It’s About Oil… for Now

posted Dec 15, 2014, 3:13 PM by Katie Shook
Last week was certainly a sharp drop.  The popular theory is that it’s about oil.  For now, that’s pretty much the case.

Here’s the deal.  Cheap oil, in theory, is a good thing.  So we’d expect this to be good for the stock market.  However, system shocks are not a good thing.  And oil fell fast — like really fast — the downdraft caught a lot of stocks in the wake.  Some of what we saw was probably panic selling.  However, things have been destabilized somewhat.

I received a number of calls about this asking what I thought would happen.  Technically speaking, we’re already at a key level.  2000 on the SPX is a psychological level for this market, but the technical support is down as far as 1946 or so (the 200-dma).  We already camped on the 50/100-dma’s.  It’s possible we’ll see low 1980′s while the market sorts this out.  That’s about half way between the 100 and 200-dma’s.

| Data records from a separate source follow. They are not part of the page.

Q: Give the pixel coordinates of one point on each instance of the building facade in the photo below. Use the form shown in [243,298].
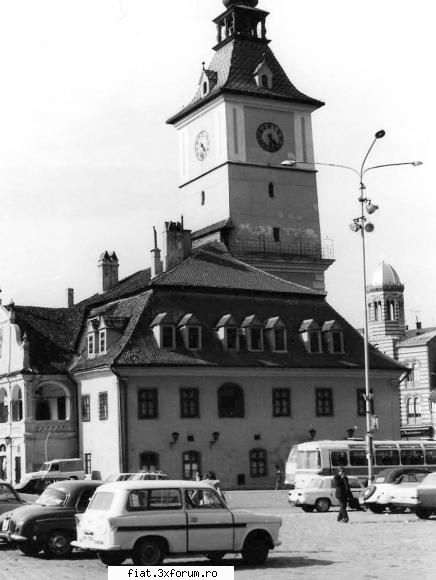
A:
[415,348]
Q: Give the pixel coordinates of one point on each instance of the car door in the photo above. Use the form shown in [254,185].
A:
[210,522]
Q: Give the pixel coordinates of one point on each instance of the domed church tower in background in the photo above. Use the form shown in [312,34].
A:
[386,324]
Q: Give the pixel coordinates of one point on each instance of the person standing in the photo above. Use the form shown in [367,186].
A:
[342,492]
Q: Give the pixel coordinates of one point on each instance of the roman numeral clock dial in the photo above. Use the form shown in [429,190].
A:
[270,137]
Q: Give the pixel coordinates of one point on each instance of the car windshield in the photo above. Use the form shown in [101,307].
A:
[53,496]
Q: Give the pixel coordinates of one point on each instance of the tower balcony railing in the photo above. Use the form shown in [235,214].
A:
[298,249]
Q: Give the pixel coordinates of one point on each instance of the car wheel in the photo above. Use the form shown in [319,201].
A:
[396,509]
[255,550]
[376,508]
[58,543]
[148,552]
[422,513]
[29,548]
[111,558]
[307,508]
[322,504]
[215,557]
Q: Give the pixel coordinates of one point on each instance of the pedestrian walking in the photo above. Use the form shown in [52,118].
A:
[278,477]
[342,492]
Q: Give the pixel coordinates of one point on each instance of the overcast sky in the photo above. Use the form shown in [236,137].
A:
[87,162]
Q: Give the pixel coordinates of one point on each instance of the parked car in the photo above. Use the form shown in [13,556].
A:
[49,524]
[394,489]
[137,475]
[426,497]
[319,493]
[150,520]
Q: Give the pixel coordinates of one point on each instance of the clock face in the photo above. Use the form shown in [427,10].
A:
[202,145]
[270,137]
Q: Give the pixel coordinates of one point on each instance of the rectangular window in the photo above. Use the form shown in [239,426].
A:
[91,343]
[256,338]
[103,410]
[279,339]
[281,402]
[194,338]
[324,402]
[88,464]
[62,408]
[361,403]
[86,408]
[147,404]
[232,338]
[102,341]
[189,403]
[168,336]
[276,234]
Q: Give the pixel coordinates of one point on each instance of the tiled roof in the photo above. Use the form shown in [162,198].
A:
[52,334]
[417,337]
[142,349]
[235,63]
[211,266]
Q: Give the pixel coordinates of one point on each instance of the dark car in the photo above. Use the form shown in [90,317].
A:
[49,524]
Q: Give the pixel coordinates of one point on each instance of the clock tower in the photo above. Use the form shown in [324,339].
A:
[244,120]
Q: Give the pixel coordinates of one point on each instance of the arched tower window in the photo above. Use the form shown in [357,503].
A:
[230,401]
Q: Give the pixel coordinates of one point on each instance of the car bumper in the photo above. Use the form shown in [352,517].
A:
[88,546]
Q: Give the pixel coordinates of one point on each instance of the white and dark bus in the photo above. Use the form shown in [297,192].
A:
[324,457]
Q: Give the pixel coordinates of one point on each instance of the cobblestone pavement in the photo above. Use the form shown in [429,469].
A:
[314,546]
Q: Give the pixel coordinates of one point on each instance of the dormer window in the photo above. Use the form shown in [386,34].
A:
[311,334]
[228,332]
[190,328]
[253,330]
[333,337]
[275,331]
[263,76]
[164,330]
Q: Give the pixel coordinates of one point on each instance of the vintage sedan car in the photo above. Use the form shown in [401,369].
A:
[319,494]
[150,520]
[426,497]
[394,489]
[49,524]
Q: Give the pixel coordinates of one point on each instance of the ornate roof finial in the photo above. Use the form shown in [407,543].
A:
[250,3]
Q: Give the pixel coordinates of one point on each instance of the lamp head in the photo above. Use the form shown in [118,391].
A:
[371,207]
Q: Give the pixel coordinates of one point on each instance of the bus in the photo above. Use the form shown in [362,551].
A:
[324,457]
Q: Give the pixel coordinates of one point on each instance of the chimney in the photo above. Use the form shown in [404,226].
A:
[156,262]
[177,244]
[70,297]
[109,270]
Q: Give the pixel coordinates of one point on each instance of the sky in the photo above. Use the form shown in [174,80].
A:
[87,162]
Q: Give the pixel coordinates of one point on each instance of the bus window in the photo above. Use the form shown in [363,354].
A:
[300,460]
[358,457]
[338,458]
[430,456]
[313,459]
[412,456]
[387,457]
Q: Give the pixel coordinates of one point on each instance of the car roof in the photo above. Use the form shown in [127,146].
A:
[72,484]
[153,483]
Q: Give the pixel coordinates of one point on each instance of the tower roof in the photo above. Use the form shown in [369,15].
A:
[385,276]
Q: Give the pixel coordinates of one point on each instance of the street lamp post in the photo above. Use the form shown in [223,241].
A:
[362,225]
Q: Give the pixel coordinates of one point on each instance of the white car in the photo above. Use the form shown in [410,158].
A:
[394,489]
[319,494]
[150,520]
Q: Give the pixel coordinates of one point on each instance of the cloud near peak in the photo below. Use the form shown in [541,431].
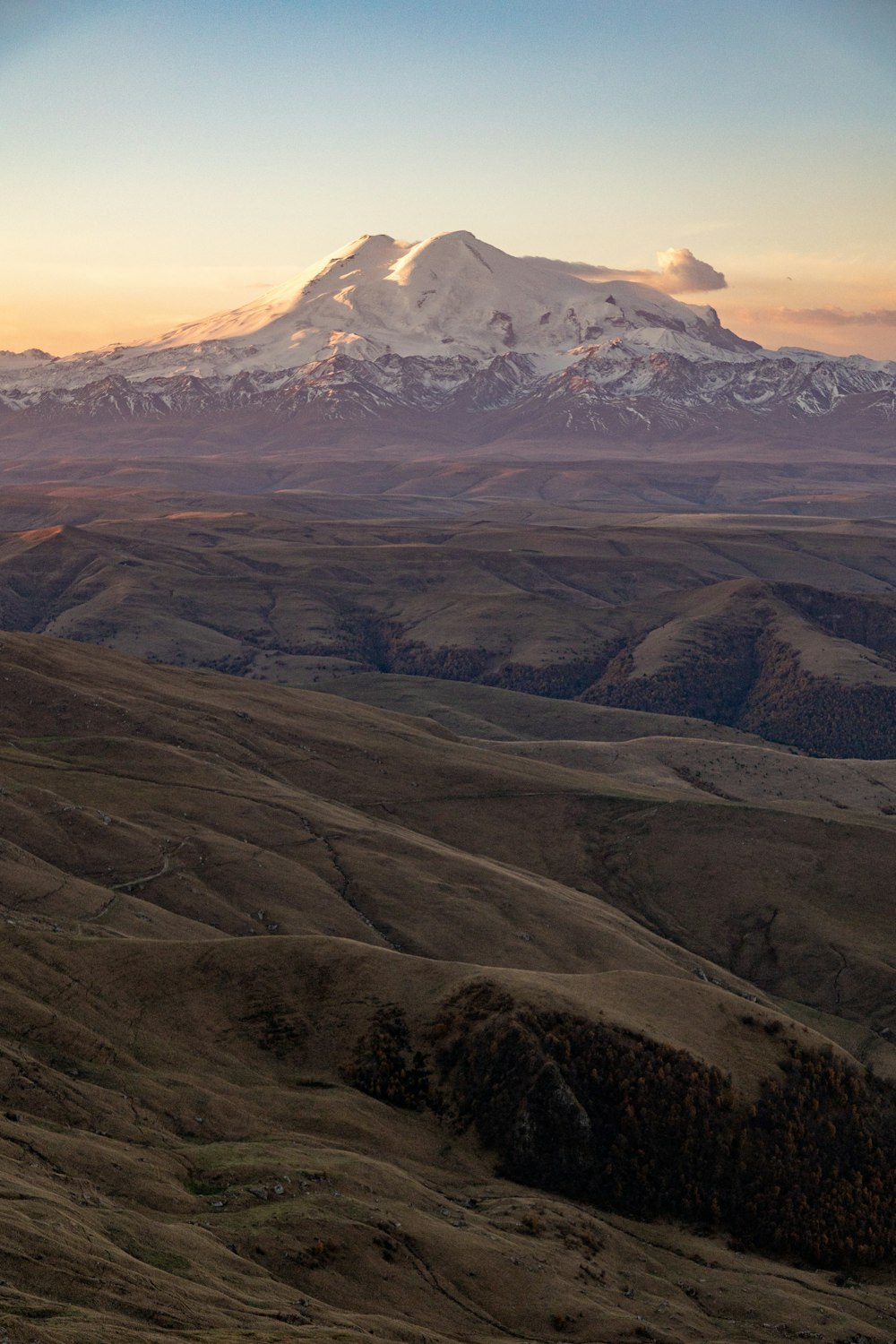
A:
[680,271]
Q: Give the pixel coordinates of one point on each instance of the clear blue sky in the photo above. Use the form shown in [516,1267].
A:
[161,159]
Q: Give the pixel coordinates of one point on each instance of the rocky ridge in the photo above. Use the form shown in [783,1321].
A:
[455,328]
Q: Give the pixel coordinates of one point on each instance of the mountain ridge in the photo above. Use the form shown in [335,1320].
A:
[455,327]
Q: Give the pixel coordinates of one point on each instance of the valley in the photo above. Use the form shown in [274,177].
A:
[447,820]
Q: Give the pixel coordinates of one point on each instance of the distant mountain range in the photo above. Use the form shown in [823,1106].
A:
[458,330]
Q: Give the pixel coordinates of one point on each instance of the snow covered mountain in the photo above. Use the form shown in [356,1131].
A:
[454,325]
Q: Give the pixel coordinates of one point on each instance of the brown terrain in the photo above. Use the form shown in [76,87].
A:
[319,1007]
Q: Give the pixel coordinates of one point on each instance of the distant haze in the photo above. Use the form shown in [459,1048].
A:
[218,150]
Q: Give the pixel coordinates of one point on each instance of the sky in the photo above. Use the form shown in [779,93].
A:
[166,159]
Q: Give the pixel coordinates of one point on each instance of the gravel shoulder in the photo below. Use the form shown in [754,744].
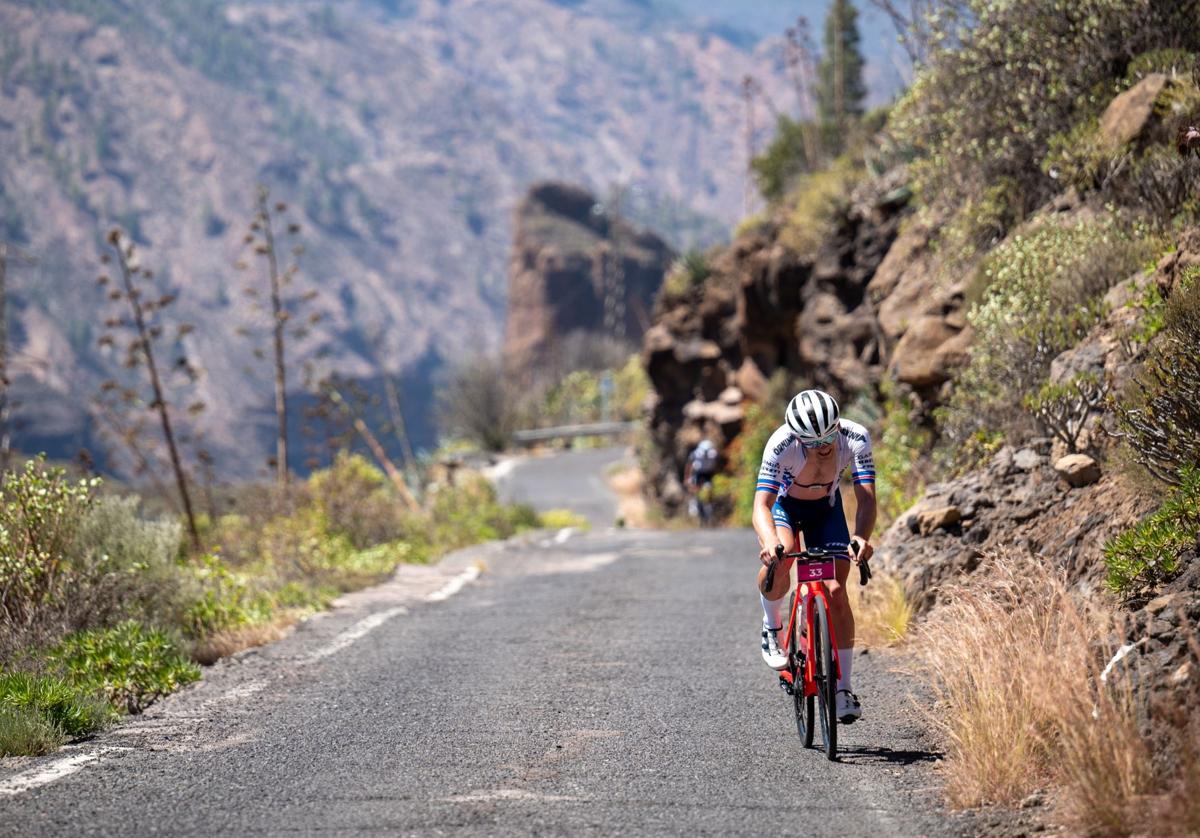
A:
[558,683]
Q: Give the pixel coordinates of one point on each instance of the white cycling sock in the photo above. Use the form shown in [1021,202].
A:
[773,611]
[845,657]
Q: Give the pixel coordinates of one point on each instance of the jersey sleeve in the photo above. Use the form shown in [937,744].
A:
[771,472]
[862,466]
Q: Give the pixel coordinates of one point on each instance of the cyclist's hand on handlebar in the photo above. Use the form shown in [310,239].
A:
[767,554]
[861,549]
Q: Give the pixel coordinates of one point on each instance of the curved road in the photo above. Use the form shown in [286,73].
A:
[597,683]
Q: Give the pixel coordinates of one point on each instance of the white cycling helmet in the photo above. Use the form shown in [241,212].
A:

Over the weekend futures recovered somewhat.  Still, there’s been plenty of volatility.  I expect the bias will be to the up-side this week given how rapidly the markets fell.  The general thesis that the US is still the market of choice right now remains intact.  We’re just dealing with a system shock and spike in uncertainty.

The speed the market declined last week — typically — would be a sign that things were unraveling.  Given how this market has behaved for the past couple of years though — the fact that central banks continue to manipulate currencies — and the fact that lower oil prices, after initial pain, are a good thing — it won’t surprise me if this is a buying opportunity for stocks (especially those not directly associated with oil production or distribution).  It also will not surprise me if volatility this week — which is realistically the last trading week of the year — will be pretty high.

Hang in there.  And remember:  one day (or week) does not a market make!